Black Star Riders – Wrong Side Of Paradise: Album Review

Album #5 from hard rock outlaws Black Star Riders packed with a confident swagger.

Release Date: 20th January 2023

Label: Earache

Format: CD / digital / vinyl (with multiple options…)

A band with old-school values. No waiting several years for follow-up albums or stories of fans longing for tour news. These boys have a work ethic that sets the standard, recalling the annual album-tour glory days. Never is there a finer example of a hard-working band led by a hard-working, whip-cracking marshall than Ricky Warwick.

With an iconic frontman who possesses such a distinctive delivery, the boundaries between Warwick’s solo work and the Black Star Riders band output might be somewhat blurred. However, with Black Star Riders he has faithful compadre Robbie Crane plus lineup tweaks in guitarist Sam Wood and Zak St John on drums. Tough, bluff and raw are the common threads; plus a smidgeon of lovable roguishness. Oh and passion aplenty with one further guarantee – that Ricky and the boys aren’t going to stint on telling it like it is: “I can only write about my own personal experiences, my families, my friends and how I see a world that is unraveling and changing faster than we can comprehend,” says Ricky. “That being said, I’m a firm believer in the power of positivity.” The clear blue sky and idyllic tropical beach that bursts through the hole blasted in the barbed wire topped wall adds a visual confirmation.
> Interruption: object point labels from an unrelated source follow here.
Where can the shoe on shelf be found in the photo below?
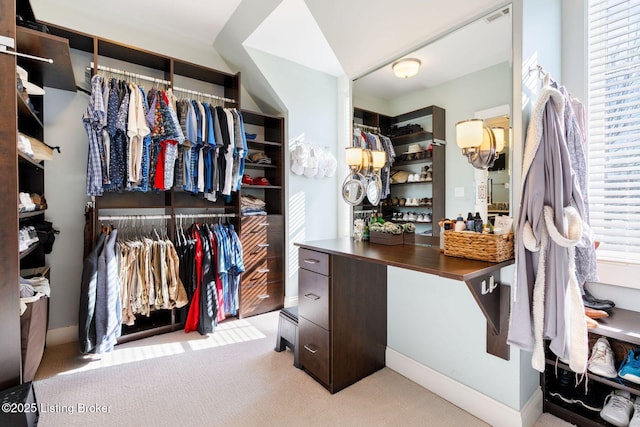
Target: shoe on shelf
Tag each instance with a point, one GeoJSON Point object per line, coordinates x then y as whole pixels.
{"type": "Point", "coordinates": [564, 388]}
{"type": "Point", "coordinates": [595, 314]}
{"type": "Point", "coordinates": [591, 324]}
{"type": "Point", "coordinates": [630, 367]}
{"type": "Point", "coordinates": [592, 395]}
{"type": "Point", "coordinates": [617, 408]}
{"type": "Point", "coordinates": [635, 420]}
{"type": "Point", "coordinates": [601, 361]}
{"type": "Point", "coordinates": [595, 303]}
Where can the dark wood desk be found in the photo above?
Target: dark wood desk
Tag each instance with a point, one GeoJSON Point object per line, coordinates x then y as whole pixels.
{"type": "Point", "coordinates": [342, 303]}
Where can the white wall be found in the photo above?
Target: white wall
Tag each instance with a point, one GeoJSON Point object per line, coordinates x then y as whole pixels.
{"type": "Point", "coordinates": [436, 322]}
{"type": "Point", "coordinates": [311, 101]}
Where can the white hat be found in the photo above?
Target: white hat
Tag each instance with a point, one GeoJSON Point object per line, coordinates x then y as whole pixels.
{"type": "Point", "coordinates": [31, 88]}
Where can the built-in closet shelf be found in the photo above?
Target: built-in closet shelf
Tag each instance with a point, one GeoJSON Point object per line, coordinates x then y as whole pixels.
{"type": "Point", "coordinates": [412, 138]}
{"type": "Point", "coordinates": [58, 74]}
{"type": "Point", "coordinates": [411, 183]}
{"type": "Point", "coordinates": [27, 251]}
{"type": "Point", "coordinates": [623, 325]}
{"type": "Point", "coordinates": [575, 415]}
{"type": "Point", "coordinates": [617, 382]}
{"type": "Point", "coordinates": [257, 187]}
{"type": "Point", "coordinates": [255, 141]}
{"type": "Point", "coordinates": [23, 158]}
{"type": "Point", "coordinates": [26, 116]}
{"type": "Point", "coordinates": [260, 166]}
{"type": "Point", "coordinates": [138, 56]}
{"type": "Point", "coordinates": [412, 162]}
{"type": "Point", "coordinates": [37, 271]}
{"type": "Point", "coordinates": [23, 215]}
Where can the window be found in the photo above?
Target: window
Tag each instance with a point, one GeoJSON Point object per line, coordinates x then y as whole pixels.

And the positivity, the determination and the fight, shine through in a series of highlights whose sway and swagger give heart and hope. The quartet duly swings and swaggers through Pay Dirt and Burning Rome where on the latter they almost replicate a Big Country bagpipe guitar sound. The power stomp on Hustle where some harp adds a bluesy feel to the weight of the riff while reinventing an old phrase in the lyric: “All good things come to those who hustle.” The power of hustling indeed…

Retaining a stop-start arrangement and twin guitar lines on Better Than Saturday Night keeps a tenuous link to the roots of Black Star Riders as does album closer Don’t Let The World (Get In The Way), matching power chords with sharp lead lines and an affirmation of the positivity he speaks about – “Quit hanging on yesterday,” indeed. And while Green And Troubled Land might sound like some recipe for an aching lament, it’s carried by a driving romp and roll, there’s a brilliant- and pretty faithful – version of The Osmonds’ Crazy Horses. Made for Black Star Riders you might think.

Brooding and bluesy – vaguely ominous and threatening – album closer, This Life Will Be the Death Of Me fades out with a defiant “divided we stand, united we fall” chant and an apt opportunity to ponder on how it’s hard to believe it signals (and celebrates) ten years of Black Star Riders. With the return of Scott Gorham (guitar) and Jimmy DeGrasso (drums) to the line up (plus Michael Munroe and Phil Campbell’s Bastard Sons on the bill), the imminent tour promises to be the finest of Hard Rock spectacles.